Casual or part-time?
The Fair Work Act does not contain a definition of what is meant by the expression “casual employee” but the distinction between a casual employee on the one hand and a permanent part time or permanent full time employee can be very important. For example, casual employees do not have access to the unfair dismissal jurisdiction of the Fair Work Commission (by casual service not counting towards the minimum qualifying employment period required to take unfair dismissal proceedings, s.384), nor do they accrue annual or long service leave. The true casual employee is an employee who is offered work as and when the employer has it, and the employee is just as able to decline the offered employment at his or her convenience. In return for the lack of security of regular work, and paid holidays, the casual employee is supposed to be paid a premium, typically some 20% above an hourly rate paid to a part time or full time employee.
All this is of course very trite, but in reality the overwhelming number of casual employees are not free to decline the offer of work when it suits them, and employers come to expect many casual employees to work a fixed and systemic range of hours.

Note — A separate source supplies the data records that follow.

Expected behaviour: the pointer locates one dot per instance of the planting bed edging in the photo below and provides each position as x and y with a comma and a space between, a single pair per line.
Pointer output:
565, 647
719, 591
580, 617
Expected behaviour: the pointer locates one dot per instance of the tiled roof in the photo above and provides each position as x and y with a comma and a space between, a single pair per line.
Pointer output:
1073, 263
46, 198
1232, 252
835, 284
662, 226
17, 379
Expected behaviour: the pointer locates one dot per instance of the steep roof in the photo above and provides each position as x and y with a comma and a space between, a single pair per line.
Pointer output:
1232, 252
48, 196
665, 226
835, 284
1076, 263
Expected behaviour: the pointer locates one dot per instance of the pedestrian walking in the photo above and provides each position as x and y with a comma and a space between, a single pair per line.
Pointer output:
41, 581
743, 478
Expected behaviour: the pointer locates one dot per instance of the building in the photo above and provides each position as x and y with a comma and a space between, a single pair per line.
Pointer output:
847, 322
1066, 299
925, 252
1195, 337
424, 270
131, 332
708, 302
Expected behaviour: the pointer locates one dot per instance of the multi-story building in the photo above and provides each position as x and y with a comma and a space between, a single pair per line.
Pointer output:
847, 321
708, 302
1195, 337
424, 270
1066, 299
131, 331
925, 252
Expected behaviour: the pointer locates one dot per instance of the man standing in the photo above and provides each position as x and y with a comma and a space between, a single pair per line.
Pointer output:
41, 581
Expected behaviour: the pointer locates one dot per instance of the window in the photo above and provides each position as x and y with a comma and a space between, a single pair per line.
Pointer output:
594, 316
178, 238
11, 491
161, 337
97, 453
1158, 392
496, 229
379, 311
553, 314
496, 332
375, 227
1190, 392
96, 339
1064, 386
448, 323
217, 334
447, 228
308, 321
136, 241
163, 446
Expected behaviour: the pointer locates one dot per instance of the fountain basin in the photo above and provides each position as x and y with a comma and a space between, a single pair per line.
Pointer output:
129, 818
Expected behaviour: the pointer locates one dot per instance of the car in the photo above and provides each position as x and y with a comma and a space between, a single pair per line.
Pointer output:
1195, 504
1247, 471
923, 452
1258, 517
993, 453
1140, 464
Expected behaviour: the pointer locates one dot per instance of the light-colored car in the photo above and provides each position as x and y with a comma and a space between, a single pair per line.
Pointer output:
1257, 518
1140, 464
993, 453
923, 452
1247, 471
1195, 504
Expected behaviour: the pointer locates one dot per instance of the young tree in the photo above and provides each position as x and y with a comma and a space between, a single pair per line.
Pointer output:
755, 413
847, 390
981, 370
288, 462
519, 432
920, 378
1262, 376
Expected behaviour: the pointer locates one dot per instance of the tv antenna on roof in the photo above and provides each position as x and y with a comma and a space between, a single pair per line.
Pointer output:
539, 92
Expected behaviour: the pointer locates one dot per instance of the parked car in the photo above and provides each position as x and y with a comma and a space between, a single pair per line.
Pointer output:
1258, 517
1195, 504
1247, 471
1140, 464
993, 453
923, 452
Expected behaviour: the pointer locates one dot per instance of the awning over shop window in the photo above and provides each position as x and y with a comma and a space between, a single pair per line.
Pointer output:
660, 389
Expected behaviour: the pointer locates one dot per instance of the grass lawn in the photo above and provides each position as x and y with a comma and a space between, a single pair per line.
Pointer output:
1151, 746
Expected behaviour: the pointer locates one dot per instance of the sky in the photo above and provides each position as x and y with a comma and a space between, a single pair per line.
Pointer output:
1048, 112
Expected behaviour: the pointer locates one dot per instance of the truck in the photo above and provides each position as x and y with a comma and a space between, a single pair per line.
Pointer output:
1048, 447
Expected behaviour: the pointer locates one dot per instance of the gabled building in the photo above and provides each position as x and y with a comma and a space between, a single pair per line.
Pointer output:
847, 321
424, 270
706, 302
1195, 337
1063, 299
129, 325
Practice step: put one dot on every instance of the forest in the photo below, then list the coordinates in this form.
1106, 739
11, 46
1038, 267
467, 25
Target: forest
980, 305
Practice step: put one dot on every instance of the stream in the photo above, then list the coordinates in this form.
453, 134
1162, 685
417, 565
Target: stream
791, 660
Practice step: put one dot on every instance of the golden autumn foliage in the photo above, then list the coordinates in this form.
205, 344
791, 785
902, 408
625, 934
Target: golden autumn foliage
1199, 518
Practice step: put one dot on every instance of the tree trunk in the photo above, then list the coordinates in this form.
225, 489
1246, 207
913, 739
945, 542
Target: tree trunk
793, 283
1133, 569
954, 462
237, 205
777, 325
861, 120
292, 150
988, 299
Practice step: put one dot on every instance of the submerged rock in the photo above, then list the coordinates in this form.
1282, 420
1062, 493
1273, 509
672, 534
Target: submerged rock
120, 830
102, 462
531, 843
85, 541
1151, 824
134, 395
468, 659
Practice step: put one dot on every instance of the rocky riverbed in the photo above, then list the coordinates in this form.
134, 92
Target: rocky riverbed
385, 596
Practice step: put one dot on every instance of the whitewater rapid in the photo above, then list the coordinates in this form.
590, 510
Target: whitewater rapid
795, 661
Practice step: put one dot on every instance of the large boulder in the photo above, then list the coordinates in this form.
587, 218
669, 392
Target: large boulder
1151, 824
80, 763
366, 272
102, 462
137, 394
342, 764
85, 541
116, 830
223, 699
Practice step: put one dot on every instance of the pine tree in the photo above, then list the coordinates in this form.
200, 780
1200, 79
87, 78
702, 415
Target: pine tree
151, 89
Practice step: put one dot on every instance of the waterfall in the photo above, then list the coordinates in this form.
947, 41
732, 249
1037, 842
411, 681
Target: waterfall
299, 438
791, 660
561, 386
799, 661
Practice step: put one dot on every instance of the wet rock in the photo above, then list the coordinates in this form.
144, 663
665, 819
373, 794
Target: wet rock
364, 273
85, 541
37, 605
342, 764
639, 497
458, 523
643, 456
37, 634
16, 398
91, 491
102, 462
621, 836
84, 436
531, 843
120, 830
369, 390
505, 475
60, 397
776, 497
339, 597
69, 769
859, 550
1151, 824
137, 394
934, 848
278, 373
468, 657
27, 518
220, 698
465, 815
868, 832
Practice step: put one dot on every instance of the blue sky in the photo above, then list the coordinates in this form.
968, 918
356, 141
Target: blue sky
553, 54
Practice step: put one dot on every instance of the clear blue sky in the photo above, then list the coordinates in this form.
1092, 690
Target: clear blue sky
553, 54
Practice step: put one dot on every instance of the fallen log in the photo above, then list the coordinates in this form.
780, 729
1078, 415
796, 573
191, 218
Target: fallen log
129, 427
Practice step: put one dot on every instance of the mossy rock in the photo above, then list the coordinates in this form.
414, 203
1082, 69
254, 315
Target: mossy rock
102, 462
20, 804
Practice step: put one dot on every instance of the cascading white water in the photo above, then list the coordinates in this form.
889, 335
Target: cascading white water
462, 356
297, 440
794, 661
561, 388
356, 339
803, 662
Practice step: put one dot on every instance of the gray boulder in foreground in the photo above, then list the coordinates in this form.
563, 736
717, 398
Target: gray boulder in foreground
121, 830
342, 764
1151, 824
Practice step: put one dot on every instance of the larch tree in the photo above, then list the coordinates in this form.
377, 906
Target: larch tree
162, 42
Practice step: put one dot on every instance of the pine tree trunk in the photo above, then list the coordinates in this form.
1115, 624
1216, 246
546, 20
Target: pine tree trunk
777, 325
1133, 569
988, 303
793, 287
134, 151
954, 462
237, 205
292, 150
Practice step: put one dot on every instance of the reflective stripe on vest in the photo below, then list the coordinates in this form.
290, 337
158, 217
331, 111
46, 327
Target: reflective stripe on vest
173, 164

What are the tests to apply when determining whether an employee is a casual in the eyes of the law or a full time or part-time employee? Some of the tests expounded by the tribunals and courts are (a) whether there is a mutual expectation of continued employment, (b) whether the employee’s hours of work are determined in advance, (c) whether there is a set starting and finishing time, (d) whether the employee is required to give notice when taking leave of absence, (e) whether the employee works a constant spread of hours; and (f) the employee’s length of service and the regularity of payment of wages.